"Tergantung definisi nepotisme itu apa, salah satu definisi yang diterima secara umum adalah memilih di luar kemampuannya," ujar Qodari di Studio Menara Kompas, Rabu (4/12/2019), dikutip dari YouTube KompasTV.
"Sebetulnya nepotisme ini kelihatan kepada jabatan yang ditunjuk," lanjutnya.
Sehingga menurutnya, tidak pas jika menyebut Gibran dan Bobby maju dalam pilkada 2020 adalah nepotisme.
Karena pemilihan kepala daerah dipilih langsung oleh rakyat.
"Sebenarnya sulit untuk mengatakan ini nepotisme untuk jabatan yang sifatnya dipilih," ujarnya.
"Karena di situ prosesnya dimana orang memilih, punya kesempatan memilih," jelas Qodari.
Direktur Eksekutif Indo Barometer ini menyebut, langkah dari Gibran dan Bobby itu memang tidak dilarang dalam Undang-undang.
"Kalau kita kembalikan pada Undang-undang, ya tidak ada halangan bagi anak presiden menjadi calon wali kota," kata Qodari.

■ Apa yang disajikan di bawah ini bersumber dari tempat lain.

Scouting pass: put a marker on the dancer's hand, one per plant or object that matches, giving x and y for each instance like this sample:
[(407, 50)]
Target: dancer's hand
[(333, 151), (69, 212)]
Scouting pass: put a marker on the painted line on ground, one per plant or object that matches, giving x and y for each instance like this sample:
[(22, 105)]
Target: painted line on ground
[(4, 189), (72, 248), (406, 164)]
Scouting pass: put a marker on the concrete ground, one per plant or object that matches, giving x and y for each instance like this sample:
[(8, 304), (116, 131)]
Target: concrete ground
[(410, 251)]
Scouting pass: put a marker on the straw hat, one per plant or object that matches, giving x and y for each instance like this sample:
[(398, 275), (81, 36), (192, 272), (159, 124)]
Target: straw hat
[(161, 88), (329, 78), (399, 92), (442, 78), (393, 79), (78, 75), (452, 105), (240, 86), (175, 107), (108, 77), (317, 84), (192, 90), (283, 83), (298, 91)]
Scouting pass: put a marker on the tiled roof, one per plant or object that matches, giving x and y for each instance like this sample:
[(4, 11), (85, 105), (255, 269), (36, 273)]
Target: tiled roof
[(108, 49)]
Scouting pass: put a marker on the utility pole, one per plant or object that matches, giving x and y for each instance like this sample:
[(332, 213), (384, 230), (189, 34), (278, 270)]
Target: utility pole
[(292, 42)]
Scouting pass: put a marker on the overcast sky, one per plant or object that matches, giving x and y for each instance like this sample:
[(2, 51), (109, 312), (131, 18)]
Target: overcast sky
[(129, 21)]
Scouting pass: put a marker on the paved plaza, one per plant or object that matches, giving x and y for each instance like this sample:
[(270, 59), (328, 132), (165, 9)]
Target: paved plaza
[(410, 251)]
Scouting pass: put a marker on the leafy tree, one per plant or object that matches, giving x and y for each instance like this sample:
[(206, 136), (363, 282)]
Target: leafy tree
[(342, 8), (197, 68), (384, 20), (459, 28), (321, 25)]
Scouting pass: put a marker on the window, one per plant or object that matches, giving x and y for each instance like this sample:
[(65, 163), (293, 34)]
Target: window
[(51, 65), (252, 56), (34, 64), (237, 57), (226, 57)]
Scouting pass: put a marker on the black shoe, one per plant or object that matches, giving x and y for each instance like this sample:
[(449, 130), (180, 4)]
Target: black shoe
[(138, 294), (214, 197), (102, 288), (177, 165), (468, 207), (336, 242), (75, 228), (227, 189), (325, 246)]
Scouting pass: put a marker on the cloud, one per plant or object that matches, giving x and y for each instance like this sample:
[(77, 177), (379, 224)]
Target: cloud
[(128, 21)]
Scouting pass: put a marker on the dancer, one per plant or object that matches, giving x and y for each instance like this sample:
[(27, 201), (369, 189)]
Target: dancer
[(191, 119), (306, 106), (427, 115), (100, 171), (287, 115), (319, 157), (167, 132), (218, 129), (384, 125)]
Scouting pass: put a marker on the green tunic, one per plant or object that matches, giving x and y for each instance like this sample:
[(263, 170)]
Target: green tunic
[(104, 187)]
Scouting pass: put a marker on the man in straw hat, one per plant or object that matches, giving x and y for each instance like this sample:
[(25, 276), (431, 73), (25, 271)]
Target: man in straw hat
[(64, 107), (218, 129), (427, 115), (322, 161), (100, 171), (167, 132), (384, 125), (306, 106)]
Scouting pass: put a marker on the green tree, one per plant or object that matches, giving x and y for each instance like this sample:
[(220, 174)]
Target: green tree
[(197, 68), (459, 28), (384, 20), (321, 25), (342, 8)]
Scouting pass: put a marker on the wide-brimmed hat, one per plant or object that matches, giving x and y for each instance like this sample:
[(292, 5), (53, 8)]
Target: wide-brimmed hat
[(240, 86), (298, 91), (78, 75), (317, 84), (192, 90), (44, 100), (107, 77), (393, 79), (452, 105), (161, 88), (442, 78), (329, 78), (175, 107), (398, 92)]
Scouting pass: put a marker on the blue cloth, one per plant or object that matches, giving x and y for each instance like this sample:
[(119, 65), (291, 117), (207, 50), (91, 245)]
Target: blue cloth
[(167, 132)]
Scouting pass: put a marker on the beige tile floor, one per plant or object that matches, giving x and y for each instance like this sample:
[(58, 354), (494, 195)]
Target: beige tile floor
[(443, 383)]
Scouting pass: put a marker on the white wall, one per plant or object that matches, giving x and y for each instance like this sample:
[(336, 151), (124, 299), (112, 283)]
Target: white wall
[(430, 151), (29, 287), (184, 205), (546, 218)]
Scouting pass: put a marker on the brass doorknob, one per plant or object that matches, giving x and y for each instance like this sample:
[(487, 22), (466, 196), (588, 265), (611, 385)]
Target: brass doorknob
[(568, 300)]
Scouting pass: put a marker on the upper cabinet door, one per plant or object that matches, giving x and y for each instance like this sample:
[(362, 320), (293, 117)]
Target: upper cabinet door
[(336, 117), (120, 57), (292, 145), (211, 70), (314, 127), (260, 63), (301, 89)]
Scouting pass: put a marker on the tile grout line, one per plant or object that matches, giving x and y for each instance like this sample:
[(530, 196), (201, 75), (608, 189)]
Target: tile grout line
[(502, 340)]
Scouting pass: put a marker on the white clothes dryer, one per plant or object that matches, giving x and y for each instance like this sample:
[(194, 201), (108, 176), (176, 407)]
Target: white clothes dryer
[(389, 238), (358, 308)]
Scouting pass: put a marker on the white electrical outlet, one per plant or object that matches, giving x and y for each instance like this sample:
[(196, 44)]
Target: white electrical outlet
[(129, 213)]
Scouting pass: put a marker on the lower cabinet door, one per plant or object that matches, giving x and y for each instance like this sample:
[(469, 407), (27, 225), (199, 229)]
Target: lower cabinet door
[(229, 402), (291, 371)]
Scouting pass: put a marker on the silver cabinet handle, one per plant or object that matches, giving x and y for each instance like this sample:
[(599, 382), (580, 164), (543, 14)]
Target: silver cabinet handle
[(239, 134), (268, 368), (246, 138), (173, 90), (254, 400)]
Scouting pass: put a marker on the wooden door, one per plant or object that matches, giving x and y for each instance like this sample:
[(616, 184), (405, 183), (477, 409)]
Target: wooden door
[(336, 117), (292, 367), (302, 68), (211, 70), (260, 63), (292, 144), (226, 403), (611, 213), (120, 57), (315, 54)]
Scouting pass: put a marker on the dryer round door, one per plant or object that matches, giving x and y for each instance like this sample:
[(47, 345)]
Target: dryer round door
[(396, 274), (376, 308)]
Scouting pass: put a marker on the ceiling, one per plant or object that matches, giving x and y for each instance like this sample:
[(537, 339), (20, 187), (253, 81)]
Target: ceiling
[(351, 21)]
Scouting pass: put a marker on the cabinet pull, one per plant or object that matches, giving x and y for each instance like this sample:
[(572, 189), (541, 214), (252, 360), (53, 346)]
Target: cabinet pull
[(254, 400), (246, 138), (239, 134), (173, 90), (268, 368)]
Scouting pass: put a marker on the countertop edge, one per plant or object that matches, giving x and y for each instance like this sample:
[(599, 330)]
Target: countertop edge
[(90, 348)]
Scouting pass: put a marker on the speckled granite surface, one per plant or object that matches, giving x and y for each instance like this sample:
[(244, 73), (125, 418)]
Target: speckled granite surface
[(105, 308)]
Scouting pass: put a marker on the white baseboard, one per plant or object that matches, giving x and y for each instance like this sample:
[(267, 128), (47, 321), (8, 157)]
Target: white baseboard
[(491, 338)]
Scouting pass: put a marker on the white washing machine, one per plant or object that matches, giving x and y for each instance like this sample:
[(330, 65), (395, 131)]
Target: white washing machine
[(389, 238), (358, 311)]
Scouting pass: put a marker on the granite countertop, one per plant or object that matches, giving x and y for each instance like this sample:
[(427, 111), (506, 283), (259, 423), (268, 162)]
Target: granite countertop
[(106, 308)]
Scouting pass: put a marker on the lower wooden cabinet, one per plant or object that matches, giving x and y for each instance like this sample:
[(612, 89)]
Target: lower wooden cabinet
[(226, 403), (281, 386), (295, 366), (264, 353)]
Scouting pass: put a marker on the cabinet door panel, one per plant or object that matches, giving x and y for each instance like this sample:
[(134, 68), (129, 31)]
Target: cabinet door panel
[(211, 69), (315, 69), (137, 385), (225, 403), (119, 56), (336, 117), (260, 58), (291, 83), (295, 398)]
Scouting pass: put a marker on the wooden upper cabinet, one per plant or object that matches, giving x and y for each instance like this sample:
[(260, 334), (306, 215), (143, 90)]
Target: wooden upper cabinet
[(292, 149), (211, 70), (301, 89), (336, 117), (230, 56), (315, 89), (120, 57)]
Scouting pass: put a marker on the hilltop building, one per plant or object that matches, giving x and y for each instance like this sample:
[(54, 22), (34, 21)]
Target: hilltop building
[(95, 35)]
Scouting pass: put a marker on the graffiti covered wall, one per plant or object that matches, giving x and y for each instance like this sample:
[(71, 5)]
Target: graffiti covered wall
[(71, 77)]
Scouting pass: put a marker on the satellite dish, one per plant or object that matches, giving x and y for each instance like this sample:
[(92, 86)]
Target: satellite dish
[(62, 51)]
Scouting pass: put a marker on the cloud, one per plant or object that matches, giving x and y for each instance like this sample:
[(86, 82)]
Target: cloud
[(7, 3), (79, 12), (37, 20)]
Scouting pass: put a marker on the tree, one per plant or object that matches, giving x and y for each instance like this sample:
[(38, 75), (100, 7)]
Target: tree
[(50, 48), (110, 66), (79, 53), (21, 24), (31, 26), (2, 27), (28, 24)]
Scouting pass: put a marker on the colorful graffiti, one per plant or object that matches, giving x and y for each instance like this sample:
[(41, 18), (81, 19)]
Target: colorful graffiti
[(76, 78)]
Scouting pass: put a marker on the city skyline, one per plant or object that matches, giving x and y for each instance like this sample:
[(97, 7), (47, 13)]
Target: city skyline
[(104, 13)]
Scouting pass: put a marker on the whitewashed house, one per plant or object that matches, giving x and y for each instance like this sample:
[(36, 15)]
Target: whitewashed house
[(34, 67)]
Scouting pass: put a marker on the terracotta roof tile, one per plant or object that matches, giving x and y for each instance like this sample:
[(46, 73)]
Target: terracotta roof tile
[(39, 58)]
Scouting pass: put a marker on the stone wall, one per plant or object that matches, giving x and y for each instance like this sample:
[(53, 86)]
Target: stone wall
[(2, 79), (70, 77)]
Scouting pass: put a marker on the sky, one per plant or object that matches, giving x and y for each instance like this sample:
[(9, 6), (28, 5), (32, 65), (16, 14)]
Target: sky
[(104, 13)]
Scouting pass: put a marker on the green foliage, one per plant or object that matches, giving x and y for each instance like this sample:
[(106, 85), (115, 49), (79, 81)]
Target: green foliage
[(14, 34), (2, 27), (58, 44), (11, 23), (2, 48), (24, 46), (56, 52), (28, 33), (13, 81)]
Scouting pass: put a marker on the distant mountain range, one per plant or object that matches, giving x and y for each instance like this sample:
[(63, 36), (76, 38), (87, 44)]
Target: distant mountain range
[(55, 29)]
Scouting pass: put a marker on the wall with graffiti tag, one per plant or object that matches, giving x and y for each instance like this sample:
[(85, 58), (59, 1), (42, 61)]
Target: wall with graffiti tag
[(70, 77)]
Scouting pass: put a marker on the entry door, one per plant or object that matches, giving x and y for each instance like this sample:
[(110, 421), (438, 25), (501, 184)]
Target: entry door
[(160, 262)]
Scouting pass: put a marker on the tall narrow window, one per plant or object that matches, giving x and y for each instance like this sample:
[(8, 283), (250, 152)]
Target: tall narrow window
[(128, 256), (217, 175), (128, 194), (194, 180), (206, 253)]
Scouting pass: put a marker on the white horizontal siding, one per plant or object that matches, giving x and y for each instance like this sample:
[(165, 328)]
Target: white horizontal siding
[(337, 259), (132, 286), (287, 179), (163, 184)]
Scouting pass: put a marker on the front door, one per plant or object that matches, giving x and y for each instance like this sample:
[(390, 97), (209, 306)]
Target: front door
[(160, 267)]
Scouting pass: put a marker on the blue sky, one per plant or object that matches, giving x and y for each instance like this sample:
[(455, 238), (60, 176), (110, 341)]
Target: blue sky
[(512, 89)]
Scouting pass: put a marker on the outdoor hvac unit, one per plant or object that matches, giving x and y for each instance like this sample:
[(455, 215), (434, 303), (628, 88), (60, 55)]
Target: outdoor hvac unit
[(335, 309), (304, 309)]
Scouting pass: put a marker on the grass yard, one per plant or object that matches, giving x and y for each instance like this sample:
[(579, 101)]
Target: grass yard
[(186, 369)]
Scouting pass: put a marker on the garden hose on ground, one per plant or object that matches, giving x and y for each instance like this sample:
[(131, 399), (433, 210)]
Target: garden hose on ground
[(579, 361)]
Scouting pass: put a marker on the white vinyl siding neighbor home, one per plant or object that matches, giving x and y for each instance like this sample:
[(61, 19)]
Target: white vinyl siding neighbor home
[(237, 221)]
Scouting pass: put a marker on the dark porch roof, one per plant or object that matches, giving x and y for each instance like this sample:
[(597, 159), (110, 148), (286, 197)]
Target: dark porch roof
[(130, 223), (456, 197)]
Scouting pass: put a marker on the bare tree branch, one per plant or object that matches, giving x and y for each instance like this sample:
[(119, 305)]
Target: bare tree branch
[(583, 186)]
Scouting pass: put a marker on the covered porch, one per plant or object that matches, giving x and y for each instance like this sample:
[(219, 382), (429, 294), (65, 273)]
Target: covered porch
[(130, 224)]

"Kecuali ada larangan hitam di atas putih, tentu kita katakan tidak boleh," jelasnya.
M Qodari menyatakan langkah politik dari Gibran dan Bobby itu belum tentu lolos dalam pencalonannya menjadi wali kota.
"Majunya Gibran dan Bobby, saya garis bawahi kemungkinan, karena belum tentu lolos," tambah Qodari.
Ia menjelaskan, saat ini Partai Demokrasi Indonesia Perjuangan (PDIP) sedang membuka pendaftaran calon kepala daerah tahap kedua.
Pendaftaran tahap kedua tersebut berada di tingkat provinsi dan tingkat pusat.
"Sekarang ini sedang dibuka lagi tahap kedua, dimana pendaftaran di tingkat provinsi maupun di pusat," ujar Qodari.